Pope Francis defied Italy’s lockdown on Sunday afternoon, leaving his home in the Vatican to pray for those affected by the novel coronavirus at a famous crucifix that believers claim helped to save Romans from the plague in 1522.

The Pope stopped his Ford Focus car near the Church of San Marcello in Rome’s city center, where the crucifix is kept, in order to walk to the church as a sign of pilgrimage, the Vatican said.

“The Holy Father pleaded for an end to the pandemic that has struck Italy and the world,” Vatican spokesman Matteo Bruni said in a statement.

The Pope also called for “the healing of the many sick, remembered the numerous victims of these past days and asked that their families and friends might find consolation and comfort.”

He prayed for doctors, nurses and other healthcare workers, the Vatican said.

Pontiff prays before cross and icon

The wooden crucifix at San Marcello dates from the 14th century. Believers first hailed it as “miraculous” because it survived a fire which burned down the church on May 23, 1519.
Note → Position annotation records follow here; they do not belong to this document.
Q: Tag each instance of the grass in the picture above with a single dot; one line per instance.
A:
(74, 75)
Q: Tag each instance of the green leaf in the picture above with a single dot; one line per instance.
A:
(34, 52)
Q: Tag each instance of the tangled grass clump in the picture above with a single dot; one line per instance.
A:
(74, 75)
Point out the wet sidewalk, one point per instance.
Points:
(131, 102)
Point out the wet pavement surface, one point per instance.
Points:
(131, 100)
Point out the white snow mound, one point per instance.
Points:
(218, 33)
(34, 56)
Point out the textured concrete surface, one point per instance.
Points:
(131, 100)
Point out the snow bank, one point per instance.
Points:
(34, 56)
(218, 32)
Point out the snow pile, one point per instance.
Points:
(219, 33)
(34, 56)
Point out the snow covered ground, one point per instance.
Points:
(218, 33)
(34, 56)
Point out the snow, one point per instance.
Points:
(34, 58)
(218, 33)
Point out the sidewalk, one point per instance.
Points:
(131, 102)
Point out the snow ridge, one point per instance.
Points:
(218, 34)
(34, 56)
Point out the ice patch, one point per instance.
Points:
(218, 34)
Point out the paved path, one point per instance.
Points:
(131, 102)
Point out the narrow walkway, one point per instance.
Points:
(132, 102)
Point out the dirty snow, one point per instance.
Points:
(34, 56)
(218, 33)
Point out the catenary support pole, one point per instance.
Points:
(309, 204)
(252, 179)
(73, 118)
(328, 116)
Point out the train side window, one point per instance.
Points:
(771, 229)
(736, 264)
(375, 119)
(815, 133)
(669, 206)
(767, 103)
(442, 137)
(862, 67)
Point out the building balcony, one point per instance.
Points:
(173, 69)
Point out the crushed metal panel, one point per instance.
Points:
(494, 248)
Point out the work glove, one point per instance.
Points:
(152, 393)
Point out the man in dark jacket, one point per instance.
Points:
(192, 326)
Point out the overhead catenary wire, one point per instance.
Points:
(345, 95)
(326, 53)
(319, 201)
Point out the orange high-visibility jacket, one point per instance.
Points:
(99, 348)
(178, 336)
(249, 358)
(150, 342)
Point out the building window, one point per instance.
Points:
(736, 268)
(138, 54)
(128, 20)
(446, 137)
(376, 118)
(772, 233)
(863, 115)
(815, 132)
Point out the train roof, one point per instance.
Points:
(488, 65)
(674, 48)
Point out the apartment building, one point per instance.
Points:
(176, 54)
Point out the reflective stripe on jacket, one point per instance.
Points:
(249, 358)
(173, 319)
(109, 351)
Three years after the fire, during Rome’s Great Plague, the crucifix was carried by the faithful in procession through all the neighborhoods of Rome, from San Marcello to St. Peter’s Basilica.

The procession lasted 16 days, from August 4 to 20. Legend has it that the plague ended on the day the crucifix reached St. Peter’s.

Since the 1600s, processions from the Church of San Marcello to St. Peter’s Basilica have taken place during Jubilee Years. John Paul II embraced the crucifix during the Jubilee Year of 2000.

Shortly before praying before San Marcello’s crucifix, Pope Francis visited the icon of the Virgin Mary in the Church of St. Mary Major.

Known as Mary, Health of Romans (Salus Populi Romani) it is a favorite icon of Pope Francis; he visits it to pray before and after every papal trip, and ahead of other important events.

Like the San Marcello crucifix, the icon was also carried in procession in an effort to help stop a plague — this one in 593 — by Pope St. Gregory the Great.

In 1837, prayers were offered to the icon by Pope Gregory XVI in an attempt to end a cholera pandemic, according to the Vatican.